Desde o dia 13 de maio, a cadeia brasileira do leite conta com o chamado “mercado futuro”, pelo qual os contratos são negociados diretamente entre as partes, no mercado de balcão, sem listagem em bolsa, para uma data futura com preços já definidos. O instrumento financeiro (ferramenta hedge) garante mais proteção, previsibilidade, transparência e rentabilidade ao setor, que sofre com os riscos das oscilações do preço do leite. O avanço desta ferramenta entre os produtores foi tema da reunião da Comissão Técnica (CT) de Bovinocultura de Leite do Sistema Faep, nesta quinta-feira (16).

“Essa ferramenta traz mais segurança para os nossos produtores de leite. O mercado futuro já é uma realidade para outras commodities agrícolas como soja, milho e boi gordo. É questão de tempo para os pecuaristas se familiarizarem e usufruírem dos benefícios”, destaca o presidente do Sistema Faep, Ágide Eduardo Meneguette.

Produtores presentes na reunião da CT de Bovinocultura de Leite representaram as principais bacias leiteiras do Paraná

Para auxiliar neste processo, a reunião contou com a participação de Marianne Tufani, gerente de riscos da StoneX Leite Brasil, que detalhou o funcionamento da ferramenta e tirou dúvidas sobre o mercado futuro de leite.

“Todas as demais cadeias, como a da soja, milho e boi gordo, aprenderam a usar.

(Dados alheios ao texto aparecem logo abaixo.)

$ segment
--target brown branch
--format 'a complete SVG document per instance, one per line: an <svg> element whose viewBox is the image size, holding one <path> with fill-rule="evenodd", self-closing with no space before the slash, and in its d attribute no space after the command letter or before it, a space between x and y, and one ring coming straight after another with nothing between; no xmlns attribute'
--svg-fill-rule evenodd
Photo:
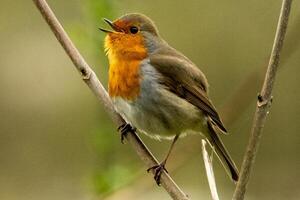
<svg viewBox="0 0 300 200"><path fill-rule="evenodd" d="M71 58L77 70L81 73L84 82L89 86L92 92L103 104L106 111L112 118L113 122L117 126L124 124L124 119L122 119L122 117L119 114L117 114L114 110L111 100L103 85L100 83L96 74L93 72L93 70L83 59L79 51L76 49L76 47L68 37L67 33L64 31L63 27L55 17L47 2L45 0L33 1L37 6L38 10L41 12L44 19L47 21L57 40L60 42L68 56ZM157 160L154 158L154 156L151 154L151 152L148 150L148 148L145 146L145 144L135 132L127 134L126 139L134 148L141 160L148 167L152 167L158 164ZM161 176L161 185L165 188L165 190L173 199L188 200L187 195L183 193L183 191L176 185L172 178L165 172Z"/></svg>
<svg viewBox="0 0 300 200"><path fill-rule="evenodd" d="M258 96L253 126L251 129L251 136L241 167L240 179L237 183L237 187L233 195L233 200L242 200L245 196L247 184L249 182L251 170L262 136L263 127L266 122L268 110L272 102L272 89L279 64L280 52L283 46L283 41L288 25L291 3L292 0L283 0L282 2L273 49L269 60L268 69L265 75L265 80L261 92Z"/></svg>

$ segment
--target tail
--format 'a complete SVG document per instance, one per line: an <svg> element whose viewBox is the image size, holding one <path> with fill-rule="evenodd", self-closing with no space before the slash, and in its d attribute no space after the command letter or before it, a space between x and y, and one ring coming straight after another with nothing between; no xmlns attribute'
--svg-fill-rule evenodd
<svg viewBox="0 0 300 200"><path fill-rule="evenodd" d="M237 182L239 179L239 172L233 160L229 156L228 151L226 150L224 144L217 135L211 122L208 121L207 125L209 129L209 133L207 134L208 142L213 147L214 152L217 154L228 175L232 178L234 182Z"/></svg>

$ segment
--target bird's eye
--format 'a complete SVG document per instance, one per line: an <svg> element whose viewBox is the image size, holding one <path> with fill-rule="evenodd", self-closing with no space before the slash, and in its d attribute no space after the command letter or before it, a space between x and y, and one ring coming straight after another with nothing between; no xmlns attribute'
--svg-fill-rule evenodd
<svg viewBox="0 0 300 200"><path fill-rule="evenodd" d="M139 32L139 29L136 26L131 26L129 30L132 34L136 34L137 32Z"/></svg>

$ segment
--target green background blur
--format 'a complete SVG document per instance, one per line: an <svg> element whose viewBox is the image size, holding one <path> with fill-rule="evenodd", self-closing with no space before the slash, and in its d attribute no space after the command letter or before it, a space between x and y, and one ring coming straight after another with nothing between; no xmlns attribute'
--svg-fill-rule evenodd
<svg viewBox="0 0 300 200"><path fill-rule="evenodd" d="M102 17L151 17L161 35L206 74L238 166L268 63L280 0L49 0L66 31L107 83ZM80 80L32 1L0 4L0 199L170 199ZM300 2L294 1L274 102L247 198L300 199ZM163 158L170 142L142 135ZM199 136L179 141L167 165L192 199L210 199ZM234 185L214 163L221 199Z"/></svg>

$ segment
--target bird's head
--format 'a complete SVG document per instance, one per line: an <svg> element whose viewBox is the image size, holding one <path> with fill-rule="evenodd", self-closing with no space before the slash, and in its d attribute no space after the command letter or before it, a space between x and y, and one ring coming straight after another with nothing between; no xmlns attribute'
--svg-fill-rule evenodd
<svg viewBox="0 0 300 200"><path fill-rule="evenodd" d="M127 14L115 21L104 19L111 30L107 33L105 49L108 54L133 59L144 59L159 47L161 39L151 19L142 14Z"/></svg>

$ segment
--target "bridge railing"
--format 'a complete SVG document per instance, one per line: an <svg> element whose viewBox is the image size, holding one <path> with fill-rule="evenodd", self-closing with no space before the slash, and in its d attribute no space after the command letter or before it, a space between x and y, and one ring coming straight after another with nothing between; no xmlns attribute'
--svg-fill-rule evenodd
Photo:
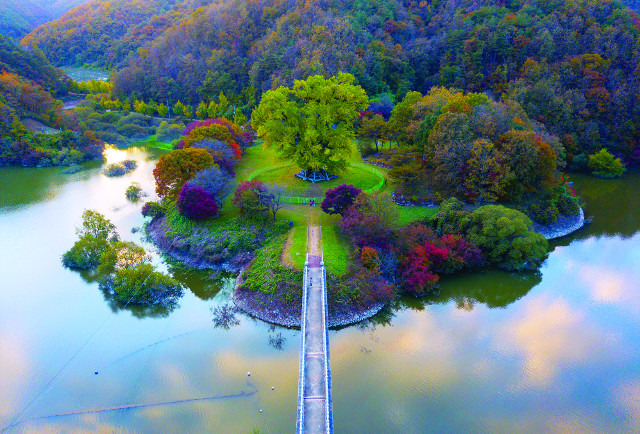
<svg viewBox="0 0 640 434"><path fill-rule="evenodd" d="M305 377L305 348L306 318L307 318L307 288L309 287L309 227L307 226L307 255L304 263L304 274L302 278L302 314L300 316L300 371L298 373L298 418L296 420L296 431L302 434L304 429L304 377Z"/></svg>
<svg viewBox="0 0 640 434"><path fill-rule="evenodd" d="M331 362L329 357L329 312L327 306L327 270L324 267L324 255L321 262L322 267L322 293L324 302L322 303L322 314L324 316L324 335L322 346L324 350L324 396L325 396L325 426L328 433L333 433L333 398L331 396Z"/></svg>

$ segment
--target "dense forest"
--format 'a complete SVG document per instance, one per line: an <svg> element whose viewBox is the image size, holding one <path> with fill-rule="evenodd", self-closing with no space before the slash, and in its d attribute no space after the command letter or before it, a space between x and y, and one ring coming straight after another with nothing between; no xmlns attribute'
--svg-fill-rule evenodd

Nós também vamos nos beneficiar com isso”, comenta o presidente da CT de Bovinocultura de Leite e produtor de leite, Eduardo Lucacin. “É preciso conhecer bem o nosso negócio, os nossos custos, para saber o melhor momento de travar o preço”, complementa.

O desenvolvimento da ferramenta teve participação do Sistema Faep, StoneX Leite Brasil, Centro de Estudos Avançados em Economia Aplicada (Cepea – Esalq/USP) e Confederação da Agricultura e Pecuária do Brasil (CNA). Marianne lembrou que, no mercado mundial de leite, 70% dos players já utilizam o mercado futuro.

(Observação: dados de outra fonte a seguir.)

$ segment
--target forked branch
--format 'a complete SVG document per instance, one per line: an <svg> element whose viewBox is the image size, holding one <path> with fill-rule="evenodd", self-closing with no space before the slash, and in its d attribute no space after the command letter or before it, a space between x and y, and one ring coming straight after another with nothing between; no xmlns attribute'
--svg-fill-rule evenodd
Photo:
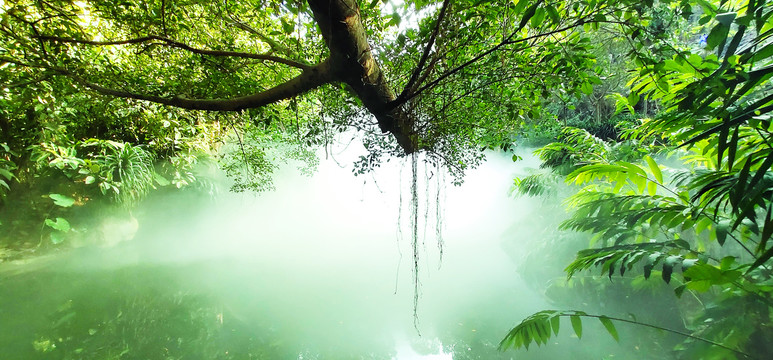
<svg viewBox="0 0 773 360"><path fill-rule="evenodd" d="M90 82L66 69L54 70L59 74L70 77L79 84L95 90L103 95L150 101L188 110L208 111L239 111L244 109L259 108L261 106L303 94L319 86L335 81L335 78L331 75L332 72L330 71L328 62L324 61L319 65L311 67L308 70L304 70L300 75L288 81L255 94L230 99L188 99L181 96L161 97L112 89Z"/></svg>

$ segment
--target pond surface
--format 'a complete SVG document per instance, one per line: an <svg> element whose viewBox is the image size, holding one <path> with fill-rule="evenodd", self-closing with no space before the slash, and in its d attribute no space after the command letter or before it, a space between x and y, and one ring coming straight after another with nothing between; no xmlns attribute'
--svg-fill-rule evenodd
<svg viewBox="0 0 773 360"><path fill-rule="evenodd" d="M131 240L3 264L0 358L599 358L589 344L616 346L604 334L496 350L551 308L519 272L532 233L513 224L530 223L536 200L508 195L536 164L492 153L464 185L441 186L442 261L442 177L421 170L416 318L410 166L355 177L331 159L313 177L280 169L258 196L156 194L134 211Z"/></svg>

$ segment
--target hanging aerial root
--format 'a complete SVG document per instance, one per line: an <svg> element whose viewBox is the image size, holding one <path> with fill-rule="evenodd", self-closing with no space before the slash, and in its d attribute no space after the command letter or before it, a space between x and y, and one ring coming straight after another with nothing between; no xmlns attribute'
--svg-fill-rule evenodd
<svg viewBox="0 0 773 360"><path fill-rule="evenodd" d="M413 248L413 326L419 332L419 186L418 155L411 154L411 247ZM419 332L421 336L421 332Z"/></svg>

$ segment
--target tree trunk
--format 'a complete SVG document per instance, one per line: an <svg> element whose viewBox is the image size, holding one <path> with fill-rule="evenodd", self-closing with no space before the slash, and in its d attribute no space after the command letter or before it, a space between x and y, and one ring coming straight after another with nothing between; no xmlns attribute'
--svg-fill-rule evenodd
<svg viewBox="0 0 773 360"><path fill-rule="evenodd" d="M396 99L371 53L356 0L308 0L322 37L330 49L333 76L349 85L376 117L381 131L392 133L406 154L418 150L415 117L403 107L389 109Z"/></svg>

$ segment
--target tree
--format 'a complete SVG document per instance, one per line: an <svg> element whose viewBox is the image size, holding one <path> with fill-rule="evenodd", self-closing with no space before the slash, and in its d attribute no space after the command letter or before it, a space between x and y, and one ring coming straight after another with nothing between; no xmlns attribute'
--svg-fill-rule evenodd
<svg viewBox="0 0 773 360"><path fill-rule="evenodd" d="M501 146L553 86L571 93L595 82L584 29L625 24L634 5L417 1L406 8L436 15L395 37L387 31L399 15L382 14L378 1L13 1L0 61L13 89L57 84L216 112L340 86L392 135L400 151L389 152L427 150L458 167L464 151L452 138L472 132ZM450 121L470 99L500 111L488 123Z"/></svg>

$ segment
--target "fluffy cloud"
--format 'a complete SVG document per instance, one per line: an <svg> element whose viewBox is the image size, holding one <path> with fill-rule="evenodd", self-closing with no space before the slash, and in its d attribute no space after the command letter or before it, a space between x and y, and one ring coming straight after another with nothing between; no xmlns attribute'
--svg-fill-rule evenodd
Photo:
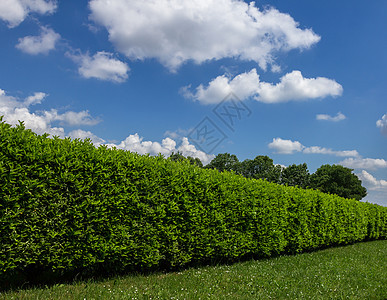
<svg viewBox="0 0 387 300"><path fill-rule="evenodd" d="M376 122L376 126L380 128L382 134L387 136L387 114L383 115L382 119Z"/></svg>
<svg viewBox="0 0 387 300"><path fill-rule="evenodd" d="M239 99L247 99L259 93L260 81L256 69L242 73L234 78L226 75L213 79L207 87L202 84L196 88L195 93L189 91L189 87L182 89L186 98L193 98L203 104L214 104L221 102L231 92Z"/></svg>
<svg viewBox="0 0 387 300"><path fill-rule="evenodd" d="M42 27L39 36L20 38L16 48L32 55L47 54L49 51L55 49L55 44L59 39L60 35L54 30Z"/></svg>
<svg viewBox="0 0 387 300"><path fill-rule="evenodd" d="M234 57L262 69L277 52L307 49L320 40L288 14L261 11L239 0L91 0L90 19L130 59L156 58L171 71L192 60ZM278 69L278 67L275 67Z"/></svg>
<svg viewBox="0 0 387 300"><path fill-rule="evenodd" d="M340 96L343 87L325 77L304 78L300 71L281 77L277 84L262 82L257 100L266 103Z"/></svg>
<svg viewBox="0 0 387 300"><path fill-rule="evenodd" d="M194 145L189 143L186 137L182 138L182 143L179 147L176 147L176 141L169 137L163 139L161 143L158 143L152 141L143 141L143 138L140 137L137 133L129 135L119 144L107 145L110 147L114 146L118 149L137 152L139 154L149 153L151 155L157 155L160 153L164 156L169 156L172 154L172 152L180 152L184 156L199 158L203 164L208 164L215 157L214 155L209 155L201 150L196 149Z"/></svg>
<svg viewBox="0 0 387 300"><path fill-rule="evenodd" d="M270 149L274 149L278 154L293 154L294 152L301 152L304 146L298 141L283 140L275 138L269 144Z"/></svg>
<svg viewBox="0 0 387 300"><path fill-rule="evenodd" d="M341 156L341 157L360 156L359 152L357 152L356 150L335 151L332 149L318 147L318 146L306 147L303 152L305 154L329 154L329 155L335 155L335 156Z"/></svg>
<svg viewBox="0 0 387 300"><path fill-rule="evenodd" d="M359 153L356 150L335 151L319 146L305 147L298 141L283 140L274 138L269 144L269 148L276 151L278 154L293 154L295 152L303 152L305 154L328 154L342 157L358 157Z"/></svg>
<svg viewBox="0 0 387 300"><path fill-rule="evenodd" d="M124 82L128 79L129 66L114 58L112 53L97 52L93 56L71 55L75 62L79 64L78 72L85 78L97 78L113 82Z"/></svg>
<svg viewBox="0 0 387 300"><path fill-rule="evenodd" d="M90 131L85 131L82 129L73 130L69 132L68 136L71 137L72 139L81 139L81 140L90 139L91 142L96 147L106 142L104 139L101 139L100 137L96 136L94 133Z"/></svg>
<svg viewBox="0 0 387 300"><path fill-rule="evenodd" d="M55 0L1 0L0 19L12 28L23 22L30 13L50 14L56 7Z"/></svg>
<svg viewBox="0 0 387 300"><path fill-rule="evenodd" d="M188 141L188 138L184 137L181 145L177 148L177 151L182 153L184 156L191 156L193 158L199 158L204 165L208 164L211 160L215 158L213 154L207 154L203 151L196 149L194 145L191 145ZM177 152L174 151L174 152Z"/></svg>
<svg viewBox="0 0 387 300"><path fill-rule="evenodd" d="M387 168L387 161L384 159L374 158L347 158L339 164L351 169L376 170L380 168Z"/></svg>
<svg viewBox="0 0 387 300"><path fill-rule="evenodd" d="M164 139L161 144L158 142L143 141L143 138L136 133L129 135L120 144L115 146L119 149L137 152L138 154L149 153L157 155L158 153L161 153L167 155L171 149L175 148L176 142L170 138Z"/></svg>
<svg viewBox="0 0 387 300"><path fill-rule="evenodd" d="M25 106L30 106L33 104L40 104L42 100L46 98L47 94L42 92L34 93L32 96L28 96L24 101Z"/></svg>
<svg viewBox="0 0 387 300"><path fill-rule="evenodd" d="M11 125L17 125L20 121L24 122L26 128L31 129L37 134L48 133L51 136L57 135L61 138L69 136L73 139L89 138L95 146L106 144L109 147L116 147L118 149L129 150L139 154L157 155L159 153L169 156L172 152L180 152L184 156L192 156L199 158L203 164L208 164L215 156L209 155L201 150L196 149L191 145L186 137L176 136L181 140L179 146L174 139L169 137L162 140L161 143L152 141L143 141L137 133L129 135L125 140L119 144L108 144L106 141L91 131L75 129L65 133L63 127L53 127L54 122L59 122L61 125L80 126L80 125L96 125L100 122L90 116L88 111L73 112L67 111L62 114L58 113L56 109L49 111L31 112L30 106L40 104L47 94L39 92L27 97L24 101L8 96L5 91L0 89L0 116L4 116L3 121ZM179 135L186 133L186 131L179 130ZM169 134L171 132L167 132Z"/></svg>
<svg viewBox="0 0 387 300"><path fill-rule="evenodd" d="M188 130L186 129L177 129L175 131L171 131L171 130L167 130L165 133L164 133L164 136L165 137L169 137L171 139L182 139L183 137L189 135L189 133L193 130L193 128L190 128Z"/></svg>
<svg viewBox="0 0 387 300"><path fill-rule="evenodd" d="M44 117L48 122L60 121L61 124L67 124L69 126L92 126L100 122L99 119L90 116L87 110L80 112L66 111L63 114L59 114L56 109L51 109L50 111L44 111Z"/></svg>
<svg viewBox="0 0 387 300"><path fill-rule="evenodd" d="M281 77L277 84L262 82L256 69L234 78L226 75L213 79L208 86L199 85L195 92L189 86L182 89L183 95L203 104L221 102L233 92L241 100L253 97L265 103L302 101L307 99L339 96L343 88L336 81L324 77L304 78L300 71L293 71Z"/></svg>
<svg viewBox="0 0 387 300"><path fill-rule="evenodd" d="M338 112L337 115L334 117L330 115L325 115L325 114L316 115L316 120L322 120L322 121L339 122L345 119L346 119L346 116L343 115L341 112Z"/></svg>
<svg viewBox="0 0 387 300"><path fill-rule="evenodd" d="M387 193L387 180L377 180L367 171L363 170L361 173L357 174L360 180L364 183L367 189L370 190L380 190L383 189Z"/></svg>
<svg viewBox="0 0 387 300"><path fill-rule="evenodd" d="M4 116L4 121L11 125L16 125L20 121L24 122L26 128L33 130L37 134L49 133L51 135L65 136L64 128L53 127L52 123L59 121L61 124L95 125L99 122L93 119L88 111L73 112L67 111L63 114L57 110L31 112L31 106L40 104L47 97L47 94L38 92L27 97L24 101L6 95L0 89L0 115Z"/></svg>

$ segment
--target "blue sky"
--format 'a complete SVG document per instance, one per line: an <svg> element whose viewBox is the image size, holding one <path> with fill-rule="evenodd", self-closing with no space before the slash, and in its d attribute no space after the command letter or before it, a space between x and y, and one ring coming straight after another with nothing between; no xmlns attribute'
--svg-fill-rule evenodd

“O primeiro passo para quem quer saber como funciona é abrir uma conta na corretora. O quanto antes, melhor, pois é um processo burocrático que exige documentação e análises extensas e minuciosas. Não tem custo essa abertura”, explica Marianne.

Temas prioritários

Ainda na reunião do CT de Bovinocultura de Leite do Sistema Faep, outros temas como a questão sanitária, preços e custo de produção, problemas no fornecimento de energia elétrica e oportunidades de capitalização estiveram em discursão. Os produtores relataram, mais uma vez, a preocupação com o custo da energia e a falta de qualidade do serviço da concessionária, que coloca em risco a produção.

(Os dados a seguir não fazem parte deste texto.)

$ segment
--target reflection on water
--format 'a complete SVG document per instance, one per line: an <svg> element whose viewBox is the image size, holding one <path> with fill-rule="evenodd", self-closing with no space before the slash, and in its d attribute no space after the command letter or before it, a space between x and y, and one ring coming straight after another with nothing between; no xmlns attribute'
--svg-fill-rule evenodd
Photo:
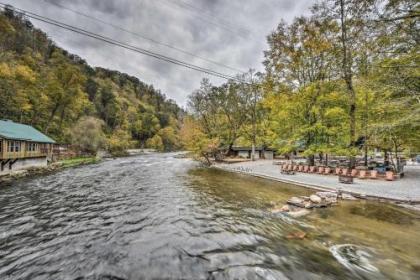
<svg viewBox="0 0 420 280"><path fill-rule="evenodd" d="M299 220L268 211L310 193L171 154L20 181L0 188L0 279L420 277L418 213L366 201Z"/></svg>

O presidente da Comissão, Eduardo Lucacin, conduziu a reunião e mediou os debates sobre os temas prioritários para o setor

“Leite perdido, equipamento queimado. O que mais tem é produtor com situações como essas. O Sistema Faep tem atuado em Brasília e via Ministério Público Estadual, para cobrar da concessionária a qualidade do serviço. Porém, talvez tenhamos que, como comissão, pensar em soluções e outras alternativas para minimizar os danos”, afirma Lucacin.

Quanto à sanidade, o tema do combate à Brucelose apareceu no debate. “O controle da doença é pré-requisito básico para nos tornarmos competitivos em nível mundial”, diz o vice-presidente da CT, Roger van der Vinne, que também é médico veterinário e produtor em Carambeí, na região dos Campos Gerais. “Cada um em sua propriedade precisa dar o exemplo, gerindo a saúde do rebanho, realizando os testes e vacinação e buscando a certificação de livre da doença”, destaca.

Outro assunto que também foi discutido na reunião da comissão foi a possibilidade de aumento da rentabilidade com os derivados, em especial os sólidos, a proteína do soro (whey) e o concentrado proteico do leite. “A gente tem que preparar para todas essas tendências. Buscamos isso pela comissão e pelo Conseleite”, conclui o presidente da CT.